Site icon Alexander Hammil

I Come To Bury Caesar

It’s a long string of Polish jokes and first the crowd is hostile, then it’s game, then it’s just bored. The hack is impervious to their heckling, but they’re drunk, they’re horny, they’re a steeltown mob trying to blow off steam at the weirdo burlesque bar and grill and there’s only so long they can put up with this nonsense.

They’re long past the point where simply yelling GET OFF THE STAGE is going to move the needle, so a group of more or less sober welders huddle together for a bit and send their most tactful bruiser up onto the stage. Which, normally that’s verboten, but desperate times, desperate measures; the bartender makes an overt show of turning away to wash some dishes.

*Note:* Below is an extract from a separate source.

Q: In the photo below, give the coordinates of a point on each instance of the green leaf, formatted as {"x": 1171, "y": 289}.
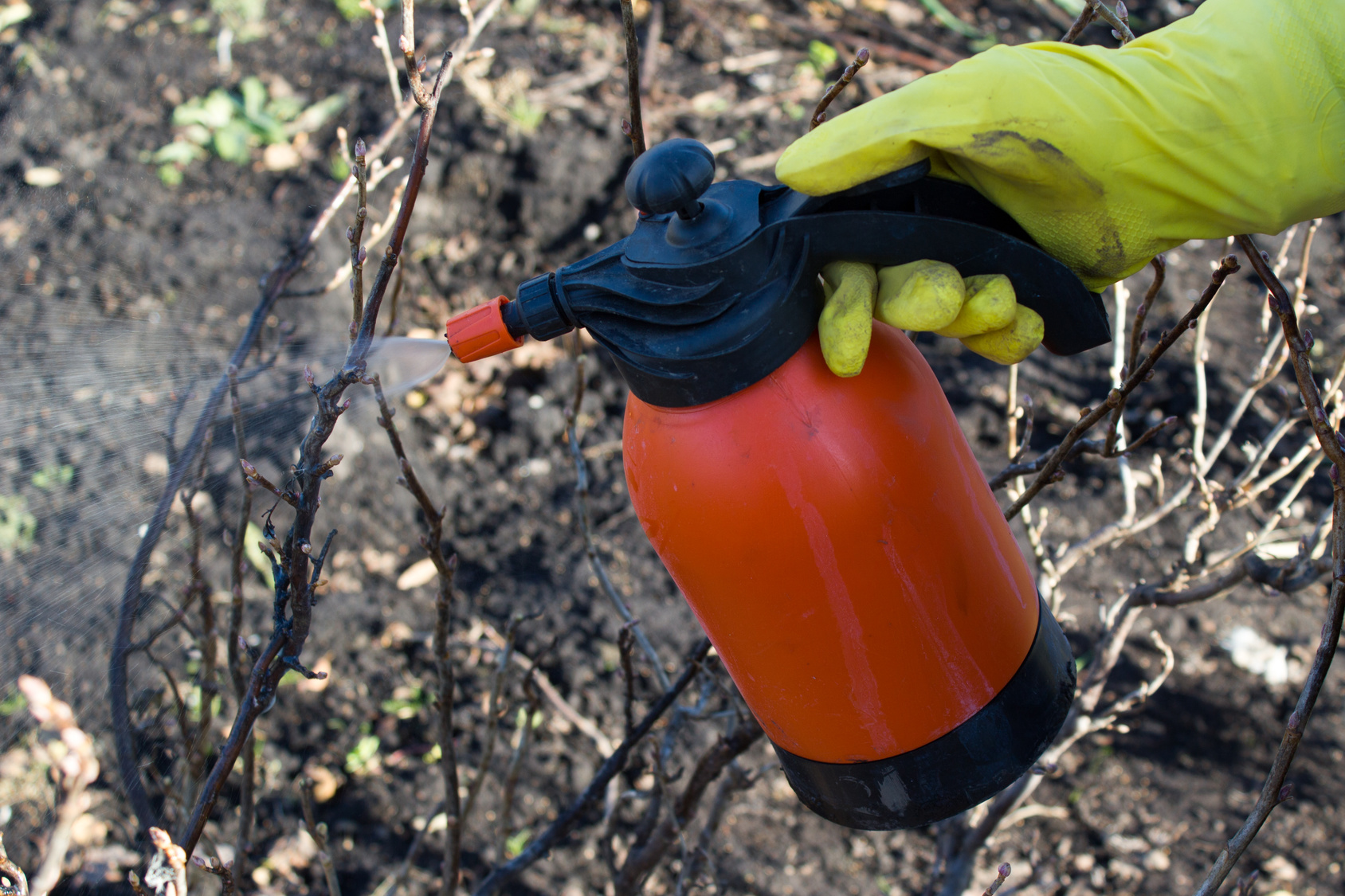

“Hey, listen,” the hod says, one meaty, heatscarred hand on the sweaty shoulder of the comedian. “We’re all in your corner here, but don’t you think you should wrap it up?” The comedian doesn’t blink, just rolls right into his joke about the lesbian with a hard-on. The hod shakes him slightly, then harder, but nothing; he doesn’t even make eye contact. With a shrug, he scoops him up in his arms, or tries to, but the hack is boneless as an eel, slips through his arms without missing a beat. One of the other welders, drunker than most, hurls a bottle. It embeds itself dead center in his forehead. “Hey,” says the comedian, smiling mildly. “You shouldn’t oughta do that.”

It’s at this point that they discover the doors are all locked, and the bartender and the waitresses are all gone, but of course by then it’s too late.